- Also known as: Polly A.
- Born: Flint, Michigan, United States
- Origin: Milwaukee, Wisconsin, United States
- Genres: R&B
- Occupation: Singer-songwriter
- Instrument: Vocals
- Years active: 2005–present
- Labels: 222 Columbia
- Website: myheartinfocus.com

= Meleni Smith =

American singer-songwriter

Meleni Smith, also known by her stage name Polly A., is an American singer-songwriter from Milwaukee, Wisconsin.

==Early life==
She was born in Flint, Michigan and raised by a Jamaican mother in Milwaukee, Wisconsin.

==Musical career==
Previously signed to Columbia Records, she released the EP 'Meet Me in the Bathroom' on August 2, 2005. She is also credited as a composer alongside Toby Gad for the song 'Happy' from the 2005 film Hitch soundtrack.
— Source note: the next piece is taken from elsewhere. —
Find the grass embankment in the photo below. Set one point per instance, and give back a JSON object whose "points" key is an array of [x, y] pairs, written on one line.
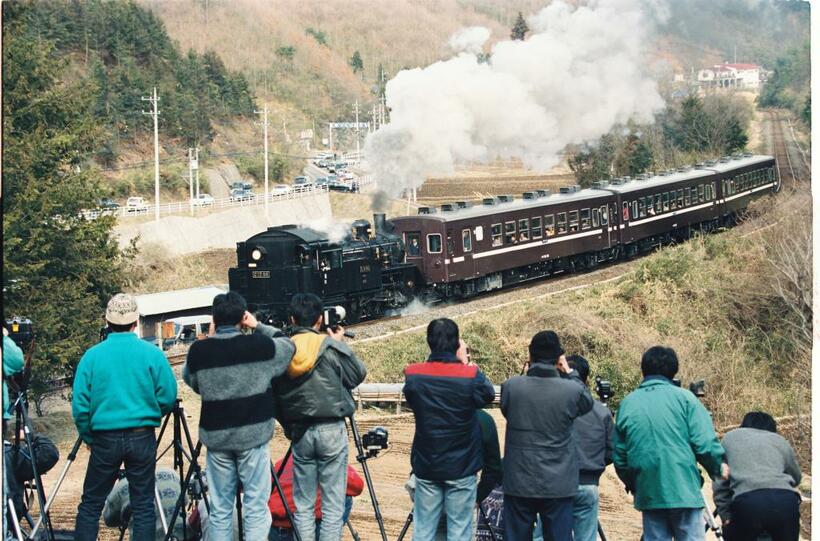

Meleni Smith is credited as being a composer alongside producer Kerry Brothers, producer/songwriter Toby Gad and singer Alicia Keys for the 2009 song "Love is My Disease". She independently released the album 'My Heart in Focus' in February 2012. She was nominated in the 2013 Soul Train Music Awards for Record of the Year for co-writing the song "Crooked Smile" by rapper J. Cole.

In December 2014, Meleni Smith released an EP titled Distorted Fairytales.